To say I was crushed, terrified, and scared for mine and my baby’s lives wouldn’t even begin to express to you everything that went through my heart at that time. While part of me demanded to be strong because I had the baby to think of, part of me also dissolved into sheer panic because I have the baby to think of. The only thing in those first moments to keep me sane was my incredible family gathered around me and the only prayer I could come up with at the time: “God…please…”

Over the course of the rest of that week I went through even more tests to determine the stage of the cancer. More ultrasounds, an MRI, and even a bone marrow biopsy, which I can say with absolute certainty was the most terrifying and painful experience I’ve had thus far in this journey. By the grace of God, all of those tests came back clear. They did one last ultrasound on our precious baby, and my mother and husband got to see the little one move, and everything looked as good as any normal baby could.

So now I’ve been sent home to begin steroid treatments and try to boost my appetite and eating. A symptom of my type of cancer is appetite and weight loss, and adding the location of the mass by my esophagus, along with the severe morning sickness, I lost an alarming amount of weight in an incredibly short time. We’ll be starting chemo in a few weeks, and that’s going to also add to the difficulty of getting enough nutrients for the baby and I during this time.

There are also concerns about my immune system.
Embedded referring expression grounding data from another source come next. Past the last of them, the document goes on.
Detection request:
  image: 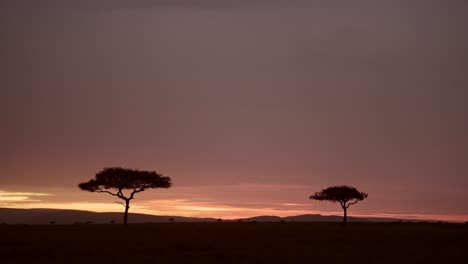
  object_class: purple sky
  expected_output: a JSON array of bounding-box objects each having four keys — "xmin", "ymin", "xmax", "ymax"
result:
[{"xmin": 1, "ymin": 0, "xmax": 468, "ymax": 221}]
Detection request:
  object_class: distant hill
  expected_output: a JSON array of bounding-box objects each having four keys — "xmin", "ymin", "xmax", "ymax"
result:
[
  {"xmin": 237, "ymin": 215, "xmax": 283, "ymax": 222},
  {"xmin": 0, "ymin": 208, "xmax": 217, "ymax": 224},
  {"xmin": 282, "ymin": 214, "xmax": 403, "ymax": 222},
  {"xmin": 237, "ymin": 214, "xmax": 400, "ymax": 223},
  {"xmin": 0, "ymin": 208, "xmax": 436, "ymax": 225}
]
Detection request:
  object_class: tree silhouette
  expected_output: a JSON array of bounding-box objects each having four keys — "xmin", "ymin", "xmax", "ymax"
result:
[
  {"xmin": 309, "ymin": 185, "xmax": 368, "ymax": 227},
  {"xmin": 78, "ymin": 167, "xmax": 172, "ymax": 225}
]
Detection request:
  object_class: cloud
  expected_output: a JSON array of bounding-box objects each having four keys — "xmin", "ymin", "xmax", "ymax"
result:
[
  {"xmin": 0, "ymin": 190, "xmax": 53, "ymax": 204},
  {"xmin": 279, "ymin": 203, "xmax": 303, "ymax": 206},
  {"xmin": 137, "ymin": 198, "xmax": 315, "ymax": 218},
  {"xmin": 0, "ymin": 191, "xmax": 52, "ymax": 197}
]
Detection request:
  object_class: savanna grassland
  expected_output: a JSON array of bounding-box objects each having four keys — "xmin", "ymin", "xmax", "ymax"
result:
[{"xmin": 1, "ymin": 222, "xmax": 467, "ymax": 264}]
The cancer is in my immune system, and on top of that, steroids compromise your immune system. So while I’m at home for the treatments I also have to be super careful and rethink how I live my entire life in order to avoid getting infections for mine and my baby’s sake.


So that’s the abridged summary of everything that is going on right now. My oncologist, OB, and team of doctors are working as hard as they can together to get the baby and I through this as healthily as possible. My friends and family mean everything to me right now, and Daniel and I would be lost without them. This is going to be one of the biggest challenges we may ever be faced with, but I look forward to the day we can look back on this and say it was also the thing that brought us closer together that either of us ever imagined possible.